Wednesday, March 30, 2005

The Great Leap Forward

The NYT reports that the Army is having problems developing the Future Combat System, the family of networked armored vehicles that will be light and lethal and which will replace our heavy armor.

Says the Times:

Paul L. Francis, the acquisition and sourcing management director for the accountability office, told Congress that the Army was building Future Combat Systems without the data it needed to guide it. "If everything goes as planned, the program will attain the level of knowledge in 2008 that it should have had before it started in 2003," Mr. Francis said in written testimony. "But things are not going as planned."

He warned that Future Combat Systems, in its early stages of research and development, was showing signs typical of multibillion-dollar weapons programs that cost far more than expected and deliver fewer weapons than promised. Future Combat is a network of 53 crucial technologies, he said, and 52 are unproven.
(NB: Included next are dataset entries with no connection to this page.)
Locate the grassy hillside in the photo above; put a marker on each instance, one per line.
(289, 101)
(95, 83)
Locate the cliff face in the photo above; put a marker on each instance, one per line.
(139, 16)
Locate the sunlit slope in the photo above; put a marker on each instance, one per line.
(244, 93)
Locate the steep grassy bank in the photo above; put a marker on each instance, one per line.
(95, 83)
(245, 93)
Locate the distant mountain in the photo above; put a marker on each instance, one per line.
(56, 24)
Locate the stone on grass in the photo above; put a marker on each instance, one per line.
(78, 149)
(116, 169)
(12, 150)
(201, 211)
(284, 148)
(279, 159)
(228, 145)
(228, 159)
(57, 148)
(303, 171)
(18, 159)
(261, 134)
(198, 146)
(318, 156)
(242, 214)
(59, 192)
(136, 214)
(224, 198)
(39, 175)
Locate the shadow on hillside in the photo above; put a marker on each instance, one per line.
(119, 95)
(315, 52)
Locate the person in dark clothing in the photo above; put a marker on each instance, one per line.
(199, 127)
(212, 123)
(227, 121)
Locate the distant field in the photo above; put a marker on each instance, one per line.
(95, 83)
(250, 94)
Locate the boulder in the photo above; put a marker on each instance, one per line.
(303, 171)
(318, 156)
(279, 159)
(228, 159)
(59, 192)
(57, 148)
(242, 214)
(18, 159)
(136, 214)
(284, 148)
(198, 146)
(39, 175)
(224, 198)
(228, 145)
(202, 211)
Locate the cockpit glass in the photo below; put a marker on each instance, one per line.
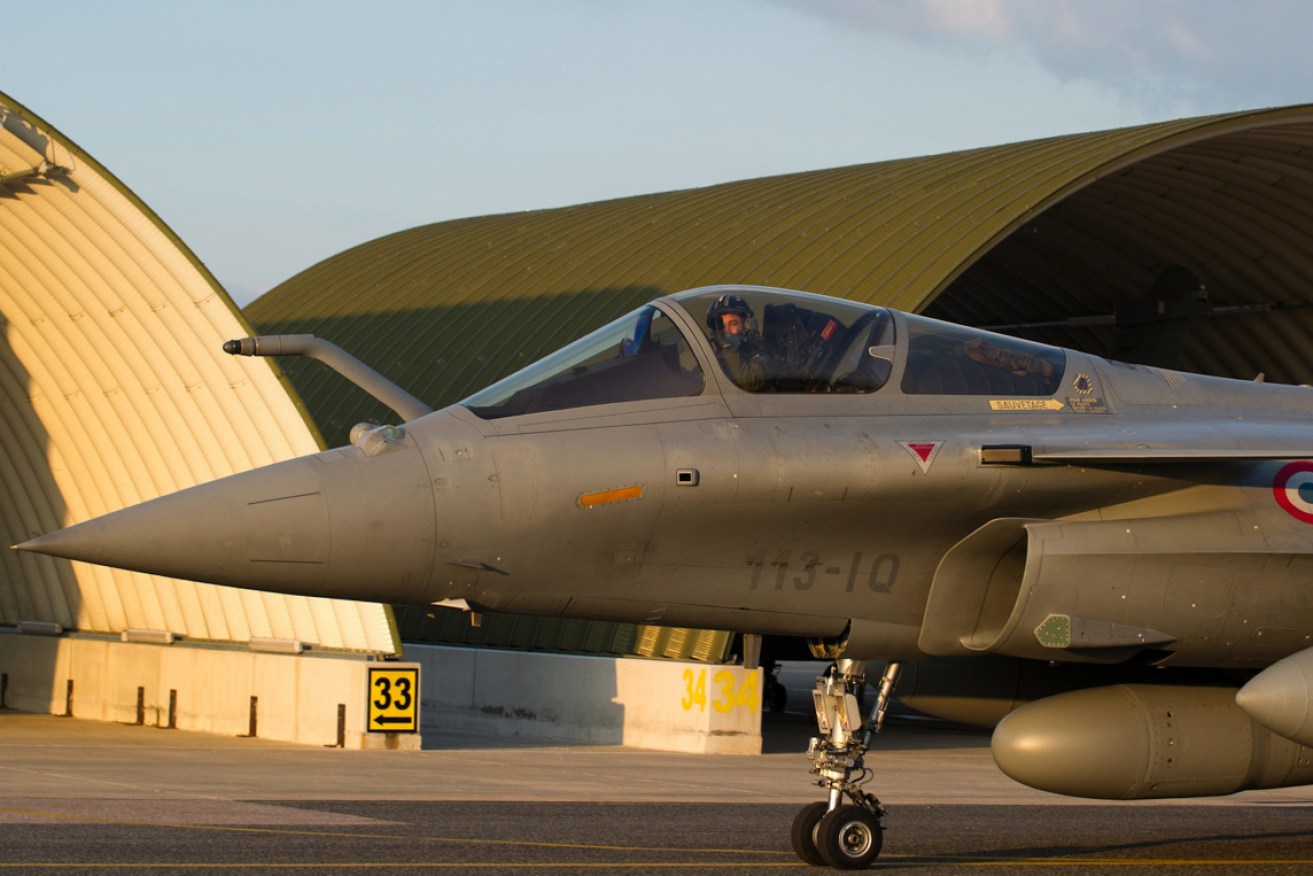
(944, 359)
(792, 342)
(640, 356)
I've been a bit skeptical of the military's plans to dump heavy armor for light vehicles. I particularly noted the ambitious technology goals:


Although different authors project capabilities, some ordinary and some fantastic, the overall tenor of the debate has a science fair quality. If you could wish for a future combat vehicle, it would be nice to receive one that was beyond your wildest dreams. Reality is likely to be far less comforting in its ability to reconcile the Army’s need for power and deployability. It must not count on fielding a system that “pushes the boundaries of technology well beyond what is achievable today.” It may be as reasonable just to skip the inconvenient task of building an FCS and just wish for victory.

We make a terrible mistake if we assume that victory is a given and that we have only to get to the battlefield faster in order to harvest our assured victory more quickly. Worried about US forces going into battle with nineteen ton tanks? No problem, we'll just shoot the enemy first!

The wonder tank will not be built. We are pushing the boundaries of technology and we aren't meeting the timelines we assume we will make. We need a more evolutionary backup plan for the day when our Abrams and Bradleys wear out and the FCS doesn't quite pan out as we hope.

UPDATE: The New York Times editorializes about the dangers of the FCS program:

One frustrating thing about futuristic weapons is that the future does not always turn out the way people expected at the start of the decades it takes to design, develop and produce them.

Indeed. Our assumptions have changed. Look at what we have based on our old assumptions. We have a light Stryker that didn't need to be airlifted into Iraq fast being uparmored for combat and the armor is insufficient while harming the mobility of the vehicle. With the FCS, we want a 19-ton tank (it will have banded tracks, I just read, and not wheels) that can be easily airlifted to replace a 70-ton Abrams and its lighter cousin the Bradley. We may get a 40-ton tank that can't be airlifted and won't be protected enough. Much like the German World War II pocket battleships that were advertised as able to outfight anything it couldn't outrun and able to outrun anything it couldn't outfight. In practice, it was a ship that couldn't sink anything it could catch and couldn't catch anything it could sink.